What about scrapers? Protecting independent data collection
It is important to note that Article 31 DSA doesn’t provide any clear answers for disputes like those between Facebook and NYU or AlgorithmWatch. These disputes revolve around the independent ‘scraping’ of data collected with the help of volunteer-installed browser extensions. Legally, the main problem is that platforms prohibit such practices in their Terms of Service. These provisions grant platforms the power to arbitrarily restrict access and shut down unwelcome research.
What scrapers need is a guarantee that Terms of Service won’t be used to shut down privacy-compliant public interest research. In the United States, the Knight First Amendment Institute is advocating for a self-regulatory solution where platforms add a so-called “safe harbor” clause for public interest research in their Terms. In Europe, AlgorithmWatch is now looking to the DSA to “ensure that Terms of Service cannot be weaponized against individuals or organizations that attempt to hold large platforms to account”.
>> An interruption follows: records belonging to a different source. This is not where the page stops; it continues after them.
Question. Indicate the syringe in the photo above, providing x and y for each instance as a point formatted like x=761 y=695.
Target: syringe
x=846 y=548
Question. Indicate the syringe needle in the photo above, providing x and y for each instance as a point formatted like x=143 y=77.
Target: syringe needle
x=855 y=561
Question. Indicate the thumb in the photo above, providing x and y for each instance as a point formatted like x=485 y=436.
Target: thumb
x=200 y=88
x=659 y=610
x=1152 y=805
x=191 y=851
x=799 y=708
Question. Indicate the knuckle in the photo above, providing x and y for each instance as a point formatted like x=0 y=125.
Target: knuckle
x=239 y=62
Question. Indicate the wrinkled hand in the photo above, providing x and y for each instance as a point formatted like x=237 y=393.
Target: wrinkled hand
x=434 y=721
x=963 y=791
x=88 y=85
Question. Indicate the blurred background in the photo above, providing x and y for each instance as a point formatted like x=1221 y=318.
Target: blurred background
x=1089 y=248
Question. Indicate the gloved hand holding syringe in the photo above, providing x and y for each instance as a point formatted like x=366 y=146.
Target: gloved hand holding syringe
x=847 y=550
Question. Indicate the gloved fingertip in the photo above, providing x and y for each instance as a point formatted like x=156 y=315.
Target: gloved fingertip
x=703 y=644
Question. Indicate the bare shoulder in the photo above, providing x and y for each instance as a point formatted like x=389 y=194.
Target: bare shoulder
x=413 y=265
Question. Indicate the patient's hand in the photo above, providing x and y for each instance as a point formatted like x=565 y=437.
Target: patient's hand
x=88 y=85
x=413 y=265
Of course, scraping can also be abused. Amelie Heldt, Matthias Ketteman and I have argued in an earlier blog post that platforms should still be able to take action against unlawful and unethical scraping. Matthias Vermeulen has argued for a GPDR Code of Conduct that clarifies the application of data protection law to independent scraping, which should help to distinguish the good from the bad and minimize any chilling effects on legitimate research.
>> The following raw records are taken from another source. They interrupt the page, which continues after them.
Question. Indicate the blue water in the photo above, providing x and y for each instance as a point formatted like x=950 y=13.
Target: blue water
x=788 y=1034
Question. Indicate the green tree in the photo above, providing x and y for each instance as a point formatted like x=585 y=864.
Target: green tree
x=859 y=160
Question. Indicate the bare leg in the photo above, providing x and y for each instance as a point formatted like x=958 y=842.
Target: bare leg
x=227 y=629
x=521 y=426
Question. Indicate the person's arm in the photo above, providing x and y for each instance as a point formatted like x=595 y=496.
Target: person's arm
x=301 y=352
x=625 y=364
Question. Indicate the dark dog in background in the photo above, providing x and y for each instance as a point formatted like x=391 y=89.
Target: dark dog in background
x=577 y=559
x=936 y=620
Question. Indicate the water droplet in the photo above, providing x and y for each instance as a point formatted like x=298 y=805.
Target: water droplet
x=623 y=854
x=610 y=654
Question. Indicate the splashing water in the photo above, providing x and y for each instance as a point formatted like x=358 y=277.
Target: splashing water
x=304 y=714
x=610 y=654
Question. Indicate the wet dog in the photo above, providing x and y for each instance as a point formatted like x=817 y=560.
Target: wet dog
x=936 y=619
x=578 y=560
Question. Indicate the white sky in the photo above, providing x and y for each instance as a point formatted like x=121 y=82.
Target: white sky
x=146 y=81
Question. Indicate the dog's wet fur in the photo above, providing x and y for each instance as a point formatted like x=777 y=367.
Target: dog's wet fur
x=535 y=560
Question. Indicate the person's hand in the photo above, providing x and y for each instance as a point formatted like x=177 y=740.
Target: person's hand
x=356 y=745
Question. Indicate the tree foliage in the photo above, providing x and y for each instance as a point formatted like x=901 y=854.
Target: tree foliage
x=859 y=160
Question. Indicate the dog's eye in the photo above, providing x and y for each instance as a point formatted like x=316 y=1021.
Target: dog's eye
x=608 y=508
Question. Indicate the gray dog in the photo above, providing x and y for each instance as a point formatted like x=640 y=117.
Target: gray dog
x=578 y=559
Will we still need scraping once – if! – Article 31 gets up and running? Yes, I argue. Scraping is an important supplement to regulated access, certainly for the time being. As should be amply clear by now, disclosure regulation is highly complex and may take years or decades to succeed, while scraping is something that already happens every day. Moreover, scraping is entirely independent of platforms and can help to fact-check the official data they provide under a regulated framework. For instance, scraped data has been used to detect political advertisements that platforms failed to include in their official disclosures. Regulated access may be more powerful on the longer term, since it applies systemically to all platform data, whereas scraping only observes what platforms reveal to their users. But for the time being we depend on scraping. To that end, the DSA should not only strike at platforms to compel disclosure, but shield researchers to protect independent collection.
A more theoretical account would observe that the DSA’s current approach fits neatly into existing patterns of platform regulation as described in Julie Cohen’s landmark account of informational capitalism, Between Truth and Power. Policymakers are eager to construct complex new regulatory duties on and with platform services, but remain largely blind to the role of existing legal institutions in determining the baseline allocation of entitlements around platform data, such as trade secrets and Terms of Service contracts. This is how our legislators arrive at baroque new transparency rules, while leaving unquestioned the legal strictures that brought us to this problem in the first place.